JASO (Nov. 27th) was a non-gapper retracement setup based on weakness in the energy sector.
From the 15 minute chart above we can see that JASO carved out a lower high in the opening range, followed by an inside bar and sharp fall into S2 pivot point support. From there it retraced approx. 38% of the move from the ORH to the morning swing low on declining volume, carving out a bearish flag type pattern culminating in a star-like candle with a long upper shadow and a lower high. Notice how price could not close above the downsloping 5 period ema. Short as price breaches the flag pattern.
I placed my Fibonacci extension lines from the ORH (non-gapper) to the morning swing low and my preliminary target was the 38% extension, at which point I booked a partial profit.
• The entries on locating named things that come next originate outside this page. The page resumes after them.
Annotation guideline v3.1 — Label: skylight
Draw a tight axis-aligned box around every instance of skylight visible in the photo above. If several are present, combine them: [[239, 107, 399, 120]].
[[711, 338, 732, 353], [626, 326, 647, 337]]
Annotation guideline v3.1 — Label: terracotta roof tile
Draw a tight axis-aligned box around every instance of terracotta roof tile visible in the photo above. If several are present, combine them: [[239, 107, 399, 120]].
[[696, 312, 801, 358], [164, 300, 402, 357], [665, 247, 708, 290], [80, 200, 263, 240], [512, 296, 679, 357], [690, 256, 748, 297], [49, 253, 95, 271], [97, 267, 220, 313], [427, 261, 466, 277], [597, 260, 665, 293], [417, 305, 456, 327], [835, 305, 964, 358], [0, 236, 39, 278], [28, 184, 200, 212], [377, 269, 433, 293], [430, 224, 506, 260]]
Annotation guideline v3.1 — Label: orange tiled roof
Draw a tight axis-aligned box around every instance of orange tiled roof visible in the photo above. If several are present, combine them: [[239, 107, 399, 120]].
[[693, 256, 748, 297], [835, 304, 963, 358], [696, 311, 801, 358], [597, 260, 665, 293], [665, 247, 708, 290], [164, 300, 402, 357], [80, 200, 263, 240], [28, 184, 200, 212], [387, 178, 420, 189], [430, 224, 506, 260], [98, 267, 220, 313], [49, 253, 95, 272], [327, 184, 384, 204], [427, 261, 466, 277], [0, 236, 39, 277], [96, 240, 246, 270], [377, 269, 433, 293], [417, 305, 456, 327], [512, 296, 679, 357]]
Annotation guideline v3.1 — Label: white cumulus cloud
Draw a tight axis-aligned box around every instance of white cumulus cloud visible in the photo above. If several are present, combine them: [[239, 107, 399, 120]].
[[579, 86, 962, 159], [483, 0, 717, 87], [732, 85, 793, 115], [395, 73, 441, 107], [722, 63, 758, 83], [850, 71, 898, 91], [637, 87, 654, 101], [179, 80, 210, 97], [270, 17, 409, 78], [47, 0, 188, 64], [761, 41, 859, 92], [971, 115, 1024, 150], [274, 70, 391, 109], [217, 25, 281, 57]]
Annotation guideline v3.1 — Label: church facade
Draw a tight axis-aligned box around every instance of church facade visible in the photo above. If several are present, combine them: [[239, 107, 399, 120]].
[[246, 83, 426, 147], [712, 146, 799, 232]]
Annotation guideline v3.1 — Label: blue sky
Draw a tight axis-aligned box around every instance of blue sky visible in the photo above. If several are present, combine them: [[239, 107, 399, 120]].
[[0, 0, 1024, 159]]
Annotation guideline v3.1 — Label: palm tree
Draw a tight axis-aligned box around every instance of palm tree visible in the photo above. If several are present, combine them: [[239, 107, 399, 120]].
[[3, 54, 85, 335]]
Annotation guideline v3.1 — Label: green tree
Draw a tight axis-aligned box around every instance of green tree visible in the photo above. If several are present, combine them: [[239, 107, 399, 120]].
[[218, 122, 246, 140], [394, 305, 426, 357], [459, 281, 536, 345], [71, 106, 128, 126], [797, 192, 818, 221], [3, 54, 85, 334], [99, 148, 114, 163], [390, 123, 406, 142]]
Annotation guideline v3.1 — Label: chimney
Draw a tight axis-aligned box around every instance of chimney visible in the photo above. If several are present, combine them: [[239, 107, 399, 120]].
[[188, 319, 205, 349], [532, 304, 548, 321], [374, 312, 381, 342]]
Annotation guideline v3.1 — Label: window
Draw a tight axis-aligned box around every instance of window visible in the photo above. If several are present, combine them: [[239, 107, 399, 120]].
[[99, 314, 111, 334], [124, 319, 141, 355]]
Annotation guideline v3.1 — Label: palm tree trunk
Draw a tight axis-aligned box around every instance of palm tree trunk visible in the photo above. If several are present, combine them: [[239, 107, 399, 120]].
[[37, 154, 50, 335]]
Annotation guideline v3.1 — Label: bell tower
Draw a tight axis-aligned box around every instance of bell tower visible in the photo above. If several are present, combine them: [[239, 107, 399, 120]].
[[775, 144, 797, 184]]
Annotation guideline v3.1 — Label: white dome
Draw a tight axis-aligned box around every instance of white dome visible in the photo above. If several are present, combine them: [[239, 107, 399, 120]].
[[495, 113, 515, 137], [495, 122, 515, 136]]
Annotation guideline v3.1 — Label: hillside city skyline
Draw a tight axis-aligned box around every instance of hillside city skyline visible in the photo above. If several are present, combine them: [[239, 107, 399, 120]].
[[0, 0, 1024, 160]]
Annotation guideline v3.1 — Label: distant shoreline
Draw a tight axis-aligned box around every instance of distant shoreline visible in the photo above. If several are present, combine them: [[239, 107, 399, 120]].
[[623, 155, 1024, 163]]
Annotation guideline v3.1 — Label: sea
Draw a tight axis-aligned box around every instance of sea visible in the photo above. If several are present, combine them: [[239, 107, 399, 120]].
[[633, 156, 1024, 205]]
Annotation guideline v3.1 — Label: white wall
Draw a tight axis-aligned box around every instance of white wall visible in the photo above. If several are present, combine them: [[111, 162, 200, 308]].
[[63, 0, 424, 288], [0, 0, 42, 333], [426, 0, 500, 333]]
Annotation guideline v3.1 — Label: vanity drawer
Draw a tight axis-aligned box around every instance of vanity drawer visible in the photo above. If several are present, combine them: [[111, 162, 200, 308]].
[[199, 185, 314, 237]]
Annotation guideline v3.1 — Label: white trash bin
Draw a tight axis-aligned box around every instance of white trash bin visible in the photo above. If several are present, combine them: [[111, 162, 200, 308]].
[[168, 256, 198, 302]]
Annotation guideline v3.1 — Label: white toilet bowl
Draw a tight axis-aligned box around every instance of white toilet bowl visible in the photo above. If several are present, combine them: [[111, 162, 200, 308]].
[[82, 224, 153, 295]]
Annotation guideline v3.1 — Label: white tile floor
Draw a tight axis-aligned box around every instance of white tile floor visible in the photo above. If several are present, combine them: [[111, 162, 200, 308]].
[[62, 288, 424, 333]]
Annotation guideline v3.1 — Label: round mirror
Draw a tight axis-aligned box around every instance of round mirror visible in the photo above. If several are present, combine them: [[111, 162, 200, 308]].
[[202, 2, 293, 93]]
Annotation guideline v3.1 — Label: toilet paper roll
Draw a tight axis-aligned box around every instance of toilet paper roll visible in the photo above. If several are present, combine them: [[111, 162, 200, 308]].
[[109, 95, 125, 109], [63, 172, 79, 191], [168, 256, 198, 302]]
I usually tighten the stop to the preceding WR red bar, but have been stopped out prematurely on a few trades lately, so now I am allowing for a retest of former support (morning swing low).
After tagging the 38% Fib. extension, it consolidated for a lengthy period before continuing lower. Once volume started to pick up again, it became obvious that a retest of the Nov. 12th low ($47.60) was the target.
Key criteria for the 38% retracement setup.
- Look for stocks that gap above or below the previous day's range. For non-gapper stocks, look for trending stocks.
- After a decisive move in the direction of the gap or trend, look for a 38% retracement on declining volume. The retracment could be a flag type pattern or it might carve out a candlestick reversal pattern after the retracement.
- The move back towards the swing high(low) is usually slow but orderly. Once the previous intraday high(low) is taken out, look for price and volume expansion.
2 comments:
"Short as price breaches the flag pattern."
That means you did not wait for the down bar to complete, right?